The points to consider in such a classification are the following: Are the various subdivisions and facets of a particular technology highly concentrated, or are they dispersed widely? In the decision making processes and the organizational setup, is there a highly centralized structure? What about the scale of operation, i.e. its sheer magnitude? Is it a simple factory in the outskirts of a small town, or is it a mammoth complex of buildings in which hundreds or even thousands of people are employed? Is it an industry whose final product consists of only a small number of component parts, or does this product include a large number of different parts, some of them having to be manufactured by other industries? What about the capital investment involved? Is it of the order of a few thousand dollars, or perhaps a few million or even billion? Does the technology utilize highly sophisticated machinery? Does it call for significant expenditures of money for research and development?
On the basis of these criteria one refers to low, intermediate, and high technologies. It is also possible to have a mixed technology in which low and high may be combined without conscious effort, or a dual technology in which such synthesis is made as a result of intention and careful planning.
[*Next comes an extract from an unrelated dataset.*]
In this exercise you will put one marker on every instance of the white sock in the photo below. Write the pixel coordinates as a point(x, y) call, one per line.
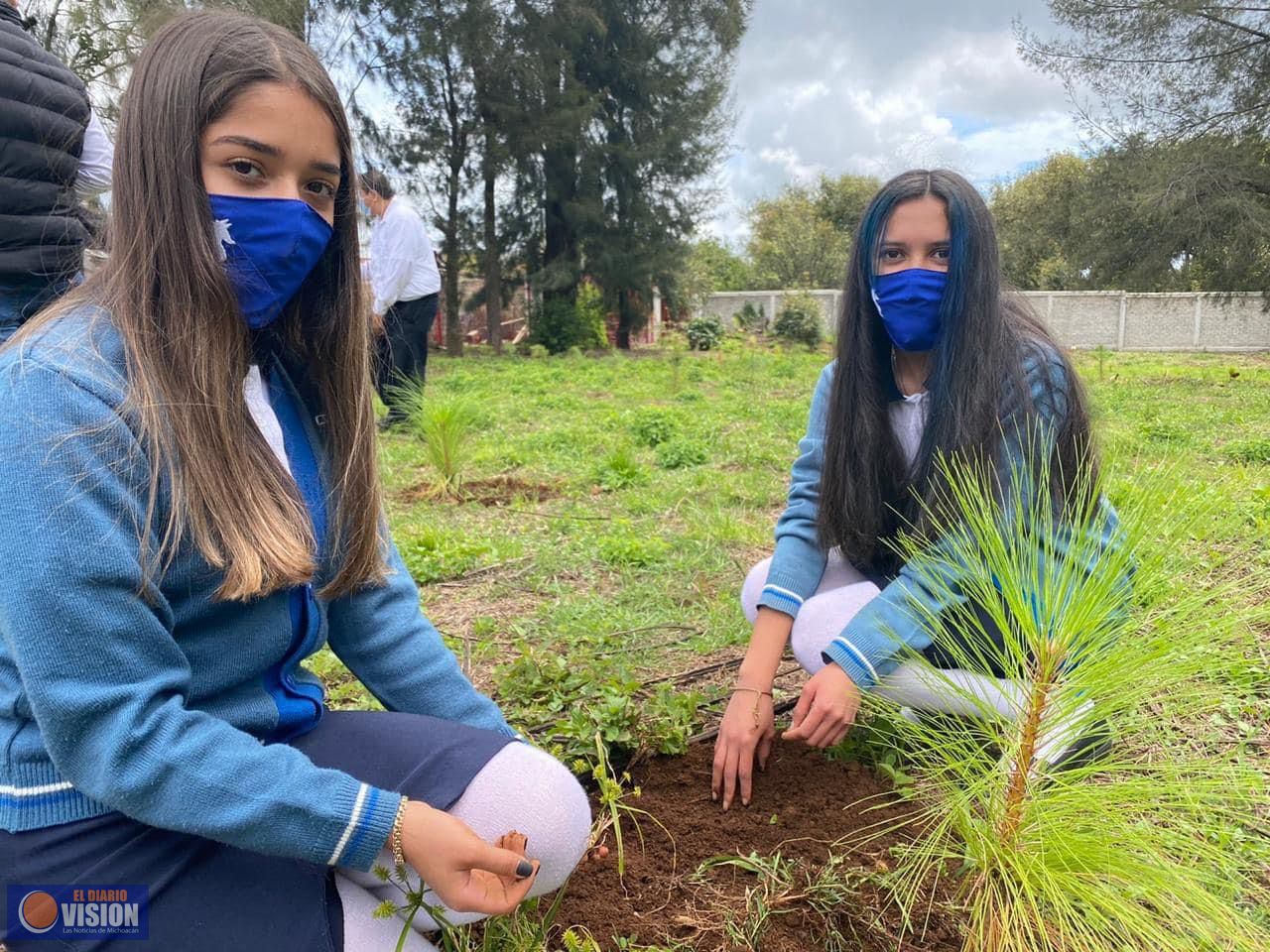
point(363, 932)
point(521, 788)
Such a classification is interesting not only because it throws some light on the complex nature of technological development in today’s world, but also in the practical problem of introducing technologies in various countries which are seeking them, irrespective of whether others may think if they need them or not. Recognizing that there are intrinsic differences between different types of technology, and knowing their advantages and disadvantages, costs and benefits, at the various levels, one may choose or avoid one type of technology or another, depending on the needs and resources of a country at a particular period. Aside from this relevance in the context of deciding on the appropriate technology for a given society, this classification may also teach us something about the workings and power of technology at various levels.